Einen tiefen Einschnitt bildete der Dreißigjährige Krieg, unter dem Groß Ziethen enorm zu leiden hatte, "nur 2 Bauern und ein paar Witwen blieben am Leben". Ab 1686 wurden in dem Dorf, das nach der Säkularisierung des Klosters dem neuen kurfürstlichen Amt Chorin unterstand, französische Glaubensflüchtlinge angesiedelt, ab 1689 auch Kolonisten aus der Pfalz. In Groß Ziethen und im benachbarten Klein Ziethen entstanden französisch-reformierte Gemeinden, die für ihre Gottesdienste die vorhandenen mittelalterlichen Kirchen nutzen durften. Erst unter dem Eindruck der beginnenden Befreiungskriege wurde in Groß Ziethen das Deutsche zur Sprache der Gottesdienste; die Kirchenbücher wurden sogar noch bis 1844 in französischer Sprache geführt.
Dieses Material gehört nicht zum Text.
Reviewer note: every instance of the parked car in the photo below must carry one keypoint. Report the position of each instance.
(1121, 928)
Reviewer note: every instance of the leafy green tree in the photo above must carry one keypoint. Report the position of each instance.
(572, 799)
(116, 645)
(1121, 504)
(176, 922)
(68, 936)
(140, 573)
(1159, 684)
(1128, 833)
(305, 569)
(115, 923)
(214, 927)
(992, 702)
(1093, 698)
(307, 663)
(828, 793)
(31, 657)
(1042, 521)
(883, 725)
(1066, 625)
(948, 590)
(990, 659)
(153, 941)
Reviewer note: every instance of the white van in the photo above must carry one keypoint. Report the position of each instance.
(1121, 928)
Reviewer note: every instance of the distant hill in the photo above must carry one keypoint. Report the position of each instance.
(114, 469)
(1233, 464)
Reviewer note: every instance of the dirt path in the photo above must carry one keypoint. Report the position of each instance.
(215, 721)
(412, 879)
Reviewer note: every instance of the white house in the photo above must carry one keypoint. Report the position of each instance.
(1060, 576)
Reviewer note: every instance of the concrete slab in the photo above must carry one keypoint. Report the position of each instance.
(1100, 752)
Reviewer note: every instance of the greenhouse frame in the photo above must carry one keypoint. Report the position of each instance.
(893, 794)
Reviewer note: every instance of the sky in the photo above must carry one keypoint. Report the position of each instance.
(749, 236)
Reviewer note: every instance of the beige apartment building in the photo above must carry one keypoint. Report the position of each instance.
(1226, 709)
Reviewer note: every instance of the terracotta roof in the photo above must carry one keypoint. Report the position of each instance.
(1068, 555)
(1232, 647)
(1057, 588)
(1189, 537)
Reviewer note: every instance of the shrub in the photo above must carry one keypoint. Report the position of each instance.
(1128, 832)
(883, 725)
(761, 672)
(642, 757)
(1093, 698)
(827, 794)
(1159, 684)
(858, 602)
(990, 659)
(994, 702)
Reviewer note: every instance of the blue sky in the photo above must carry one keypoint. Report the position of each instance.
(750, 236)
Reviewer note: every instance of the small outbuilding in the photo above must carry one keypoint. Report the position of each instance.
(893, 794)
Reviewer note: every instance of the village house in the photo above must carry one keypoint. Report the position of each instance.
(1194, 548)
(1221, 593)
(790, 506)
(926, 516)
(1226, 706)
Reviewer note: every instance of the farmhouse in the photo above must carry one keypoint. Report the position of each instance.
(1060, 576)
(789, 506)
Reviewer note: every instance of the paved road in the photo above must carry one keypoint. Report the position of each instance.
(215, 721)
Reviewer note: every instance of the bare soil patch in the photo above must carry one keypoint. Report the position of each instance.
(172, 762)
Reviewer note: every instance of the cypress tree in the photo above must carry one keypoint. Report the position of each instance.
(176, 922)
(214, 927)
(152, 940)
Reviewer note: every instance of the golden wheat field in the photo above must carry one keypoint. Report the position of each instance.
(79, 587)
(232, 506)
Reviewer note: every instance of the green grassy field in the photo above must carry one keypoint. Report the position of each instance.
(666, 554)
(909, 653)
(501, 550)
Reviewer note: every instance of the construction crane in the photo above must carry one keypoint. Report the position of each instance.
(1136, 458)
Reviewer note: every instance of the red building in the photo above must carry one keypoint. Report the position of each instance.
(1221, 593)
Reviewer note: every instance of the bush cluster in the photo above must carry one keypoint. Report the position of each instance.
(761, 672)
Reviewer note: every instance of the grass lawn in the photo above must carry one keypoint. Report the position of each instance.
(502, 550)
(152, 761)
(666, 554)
Welchen Stellenwert die französisch-reformierte Gemeinde in Groß Ziethen hatte, zeigt die Tatsache, dass die wenigen lutherischen Einwohner bis zur Gründung einer "lutherischen Anschlussgemeinde" im Jahr 1855 die Gottesdienste im neun (!) Kilometer entfernten Brodowin besuchen mussten.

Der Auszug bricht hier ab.